Mais le top du top secret pour ouvrir la laïcité, c’est de nous présenter le smartie religieux comme étant seul avec son Dieu, rempli de foi, sans idéologie sexiste et homophobe, sans organisation et sans financement, sans la moindre possibilité d’appartenir à un mouvement islamiste qui milite pour que la loi religieuse prime sur nos lois civiles.

La laïcité ouverte, c’est l’absolue négation du collectif. Négation de la nation, négation des droits des femmes et négation de l’intégrisme politico-religieux.

On comprend mieux pourquoi ses partisans ne parlent jamais de sexisme, de nationalisme ou d’intégrisme. Rien de collectif, rien qui pourrait offrir une quelconque résistance. Cette laïcité, un bijou de néo-libéralisme.

Ce retour du religieux menace nos droits, celui des femmes tout particulièrement, et il est d’autant plus dangereux qu’il se présente comme le contraire de ce qu’il est, une sorte de laïcité «cool» qui n’est en fait qu’une subtile et solide défense du religieux qui se porte à l’assaut de nos institutions publiques.

La plus belle preuve de cela, nous l’avons eu, il y a à peine quelques jours, avec  le projet de loi 94 du gouvernement Charest. Imaginez un projet de loi pour interdire aux employés et aux usagers de l’État d’avoir le visage voilée dans nos institutions et services publics. Une loi exprès pour dire aux gens que nous ne devons pas être cagoulés ou niqabés dans nos écoles, nos hôpitaux et nos ministères.

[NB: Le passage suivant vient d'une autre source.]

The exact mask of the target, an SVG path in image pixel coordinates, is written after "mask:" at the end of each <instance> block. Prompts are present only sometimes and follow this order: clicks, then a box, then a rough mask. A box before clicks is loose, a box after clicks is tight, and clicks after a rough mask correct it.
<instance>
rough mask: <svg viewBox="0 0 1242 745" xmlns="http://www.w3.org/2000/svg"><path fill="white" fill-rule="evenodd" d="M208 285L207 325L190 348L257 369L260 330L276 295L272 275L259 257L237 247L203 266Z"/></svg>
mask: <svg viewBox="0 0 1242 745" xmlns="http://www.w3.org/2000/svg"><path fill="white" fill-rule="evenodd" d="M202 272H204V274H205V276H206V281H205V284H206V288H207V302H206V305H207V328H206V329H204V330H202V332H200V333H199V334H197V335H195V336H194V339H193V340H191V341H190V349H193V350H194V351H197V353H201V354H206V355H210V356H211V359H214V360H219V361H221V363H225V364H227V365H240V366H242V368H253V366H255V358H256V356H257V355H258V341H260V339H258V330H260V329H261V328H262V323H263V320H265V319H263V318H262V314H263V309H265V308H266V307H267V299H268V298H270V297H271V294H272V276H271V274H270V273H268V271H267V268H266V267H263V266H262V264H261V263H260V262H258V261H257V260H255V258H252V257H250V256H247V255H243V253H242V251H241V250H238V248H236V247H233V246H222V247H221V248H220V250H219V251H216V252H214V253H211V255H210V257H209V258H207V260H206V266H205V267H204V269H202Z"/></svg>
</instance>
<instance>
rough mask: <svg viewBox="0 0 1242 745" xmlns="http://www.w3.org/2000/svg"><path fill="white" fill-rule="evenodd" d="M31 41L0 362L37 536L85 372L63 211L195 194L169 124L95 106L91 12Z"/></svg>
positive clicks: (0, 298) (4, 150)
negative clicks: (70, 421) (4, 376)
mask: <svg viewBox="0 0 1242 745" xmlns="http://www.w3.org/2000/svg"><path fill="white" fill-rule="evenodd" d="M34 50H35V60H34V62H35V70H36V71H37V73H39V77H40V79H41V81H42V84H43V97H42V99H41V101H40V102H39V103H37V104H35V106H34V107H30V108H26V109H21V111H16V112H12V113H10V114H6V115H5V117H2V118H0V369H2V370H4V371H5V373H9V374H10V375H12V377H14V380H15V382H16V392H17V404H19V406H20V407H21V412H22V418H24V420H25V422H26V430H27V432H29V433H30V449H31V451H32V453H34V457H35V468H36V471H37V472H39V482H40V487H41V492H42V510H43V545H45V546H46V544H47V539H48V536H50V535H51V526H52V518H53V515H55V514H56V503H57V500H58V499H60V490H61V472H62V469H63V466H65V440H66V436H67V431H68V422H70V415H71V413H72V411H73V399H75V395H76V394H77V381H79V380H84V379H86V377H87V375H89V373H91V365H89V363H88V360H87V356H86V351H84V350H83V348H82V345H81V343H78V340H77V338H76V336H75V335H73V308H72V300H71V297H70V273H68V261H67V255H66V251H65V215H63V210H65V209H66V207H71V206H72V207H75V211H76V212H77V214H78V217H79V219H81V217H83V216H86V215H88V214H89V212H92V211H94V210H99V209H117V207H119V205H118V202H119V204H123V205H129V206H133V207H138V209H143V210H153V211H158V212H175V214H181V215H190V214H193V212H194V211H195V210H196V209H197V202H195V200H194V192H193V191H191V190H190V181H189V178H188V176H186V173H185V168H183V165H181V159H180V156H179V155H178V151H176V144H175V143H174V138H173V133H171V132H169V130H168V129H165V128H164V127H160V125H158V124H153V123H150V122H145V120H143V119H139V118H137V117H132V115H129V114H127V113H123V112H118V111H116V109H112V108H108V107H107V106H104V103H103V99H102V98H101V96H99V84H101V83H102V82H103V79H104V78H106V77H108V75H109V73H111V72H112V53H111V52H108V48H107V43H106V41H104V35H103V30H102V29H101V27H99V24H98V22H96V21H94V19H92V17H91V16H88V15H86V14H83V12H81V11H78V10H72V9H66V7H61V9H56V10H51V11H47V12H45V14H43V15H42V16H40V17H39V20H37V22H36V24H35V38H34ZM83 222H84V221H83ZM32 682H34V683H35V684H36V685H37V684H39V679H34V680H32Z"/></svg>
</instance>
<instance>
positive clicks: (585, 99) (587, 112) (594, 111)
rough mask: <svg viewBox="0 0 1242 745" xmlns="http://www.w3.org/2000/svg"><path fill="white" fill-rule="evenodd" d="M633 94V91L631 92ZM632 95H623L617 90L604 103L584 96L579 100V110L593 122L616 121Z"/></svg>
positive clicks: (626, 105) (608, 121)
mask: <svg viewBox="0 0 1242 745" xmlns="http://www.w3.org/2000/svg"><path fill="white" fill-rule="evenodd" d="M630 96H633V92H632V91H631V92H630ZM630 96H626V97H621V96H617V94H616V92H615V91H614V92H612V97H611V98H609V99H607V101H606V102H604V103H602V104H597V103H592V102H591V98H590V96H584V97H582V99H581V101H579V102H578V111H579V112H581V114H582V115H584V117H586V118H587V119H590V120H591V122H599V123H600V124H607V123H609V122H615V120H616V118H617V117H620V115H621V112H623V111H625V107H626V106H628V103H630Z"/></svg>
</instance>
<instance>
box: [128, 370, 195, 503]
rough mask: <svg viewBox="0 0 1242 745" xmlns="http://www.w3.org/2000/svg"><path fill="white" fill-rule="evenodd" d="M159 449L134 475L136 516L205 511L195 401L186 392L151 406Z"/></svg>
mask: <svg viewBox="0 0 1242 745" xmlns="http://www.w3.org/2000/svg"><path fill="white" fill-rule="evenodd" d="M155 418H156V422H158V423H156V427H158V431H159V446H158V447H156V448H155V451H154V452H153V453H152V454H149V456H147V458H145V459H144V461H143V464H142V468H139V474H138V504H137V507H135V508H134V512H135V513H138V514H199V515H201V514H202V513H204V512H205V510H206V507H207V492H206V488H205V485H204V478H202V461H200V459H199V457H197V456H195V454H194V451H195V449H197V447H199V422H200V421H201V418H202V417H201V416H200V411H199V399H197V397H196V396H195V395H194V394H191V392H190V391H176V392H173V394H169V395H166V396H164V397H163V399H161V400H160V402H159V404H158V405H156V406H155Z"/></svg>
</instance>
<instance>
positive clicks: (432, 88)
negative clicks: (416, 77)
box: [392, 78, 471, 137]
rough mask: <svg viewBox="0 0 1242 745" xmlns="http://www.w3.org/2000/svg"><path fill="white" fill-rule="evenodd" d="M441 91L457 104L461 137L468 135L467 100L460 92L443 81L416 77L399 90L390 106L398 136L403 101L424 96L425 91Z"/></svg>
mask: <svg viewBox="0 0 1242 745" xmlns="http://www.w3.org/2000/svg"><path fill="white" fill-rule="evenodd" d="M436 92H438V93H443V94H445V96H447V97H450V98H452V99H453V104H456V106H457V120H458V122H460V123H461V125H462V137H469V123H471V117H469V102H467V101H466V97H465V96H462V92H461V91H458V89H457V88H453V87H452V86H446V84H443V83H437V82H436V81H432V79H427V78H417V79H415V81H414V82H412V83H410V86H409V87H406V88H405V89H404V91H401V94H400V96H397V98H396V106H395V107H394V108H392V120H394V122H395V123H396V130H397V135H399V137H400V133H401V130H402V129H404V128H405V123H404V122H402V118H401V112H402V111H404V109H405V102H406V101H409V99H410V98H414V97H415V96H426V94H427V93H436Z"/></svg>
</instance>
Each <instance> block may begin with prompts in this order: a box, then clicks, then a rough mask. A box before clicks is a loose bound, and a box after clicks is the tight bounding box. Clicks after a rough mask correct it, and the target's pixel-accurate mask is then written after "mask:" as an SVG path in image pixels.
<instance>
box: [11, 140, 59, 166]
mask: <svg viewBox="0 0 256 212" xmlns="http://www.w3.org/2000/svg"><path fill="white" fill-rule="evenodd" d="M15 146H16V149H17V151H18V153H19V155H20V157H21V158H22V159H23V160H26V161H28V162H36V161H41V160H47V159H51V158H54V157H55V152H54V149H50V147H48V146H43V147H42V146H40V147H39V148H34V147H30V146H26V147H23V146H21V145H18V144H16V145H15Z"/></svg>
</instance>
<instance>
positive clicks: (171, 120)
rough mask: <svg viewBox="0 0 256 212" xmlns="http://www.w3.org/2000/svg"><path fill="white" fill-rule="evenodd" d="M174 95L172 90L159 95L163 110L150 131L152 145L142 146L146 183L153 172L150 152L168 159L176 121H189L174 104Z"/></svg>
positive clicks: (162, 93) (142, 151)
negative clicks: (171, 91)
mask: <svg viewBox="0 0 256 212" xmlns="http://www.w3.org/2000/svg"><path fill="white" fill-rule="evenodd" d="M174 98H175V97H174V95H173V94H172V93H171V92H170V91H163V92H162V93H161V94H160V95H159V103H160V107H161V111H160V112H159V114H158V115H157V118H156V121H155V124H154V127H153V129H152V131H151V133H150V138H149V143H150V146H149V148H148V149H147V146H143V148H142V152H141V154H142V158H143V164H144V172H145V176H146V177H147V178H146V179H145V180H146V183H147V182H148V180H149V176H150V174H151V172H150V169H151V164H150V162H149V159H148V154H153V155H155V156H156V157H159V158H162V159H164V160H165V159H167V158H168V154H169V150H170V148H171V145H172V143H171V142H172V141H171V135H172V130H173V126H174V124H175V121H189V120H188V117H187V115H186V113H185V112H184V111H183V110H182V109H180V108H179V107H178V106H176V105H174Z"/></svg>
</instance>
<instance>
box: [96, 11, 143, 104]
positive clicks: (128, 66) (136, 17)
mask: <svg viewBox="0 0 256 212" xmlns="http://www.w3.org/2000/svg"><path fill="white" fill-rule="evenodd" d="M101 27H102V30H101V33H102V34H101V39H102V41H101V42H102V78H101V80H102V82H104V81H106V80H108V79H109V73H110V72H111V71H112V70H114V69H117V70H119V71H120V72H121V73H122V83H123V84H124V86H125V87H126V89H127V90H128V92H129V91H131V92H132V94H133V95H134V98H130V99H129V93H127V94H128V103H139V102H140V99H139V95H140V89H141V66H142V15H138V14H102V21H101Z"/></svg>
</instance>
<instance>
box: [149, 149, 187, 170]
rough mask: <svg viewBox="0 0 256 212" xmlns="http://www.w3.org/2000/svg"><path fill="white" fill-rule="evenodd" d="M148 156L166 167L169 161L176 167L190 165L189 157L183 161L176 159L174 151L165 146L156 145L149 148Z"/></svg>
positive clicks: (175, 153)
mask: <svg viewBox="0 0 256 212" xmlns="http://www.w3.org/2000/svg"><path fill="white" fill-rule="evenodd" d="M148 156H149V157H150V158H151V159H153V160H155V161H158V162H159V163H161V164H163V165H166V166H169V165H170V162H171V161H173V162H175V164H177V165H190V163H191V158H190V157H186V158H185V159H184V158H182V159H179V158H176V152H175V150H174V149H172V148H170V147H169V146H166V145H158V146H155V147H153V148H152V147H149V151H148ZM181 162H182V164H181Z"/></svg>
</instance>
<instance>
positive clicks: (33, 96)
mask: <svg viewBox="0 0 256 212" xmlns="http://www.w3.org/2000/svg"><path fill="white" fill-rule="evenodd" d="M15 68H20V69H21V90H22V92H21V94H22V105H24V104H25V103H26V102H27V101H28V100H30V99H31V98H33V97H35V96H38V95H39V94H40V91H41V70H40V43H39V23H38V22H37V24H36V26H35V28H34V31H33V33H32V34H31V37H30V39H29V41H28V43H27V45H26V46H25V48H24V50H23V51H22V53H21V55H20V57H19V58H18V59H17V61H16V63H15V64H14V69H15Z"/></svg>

Quand on s’y arrête, la chose frise le ridicule et est aussi stupide que si le gouvernement avait légiféré pour nous dire que l’on ne doit pas être nu dans nos institutions publiques.

S’il avait fait cela, tout le monde aurait rigolé. Et pourtant là, tout le monde prend ça au sérieux. Ça fait les manchettes et la une des journaux depuis quelques jours. Tout le monde prend ça au sérieux, parce que c’est vrai, que c’est la réalité et que nous en sommes rendus là. Et que dans le fond, ça signifie qu’il se passe des choses pas très catholiques dans ce gouvernement et que La Mecque se rapproche de Québec.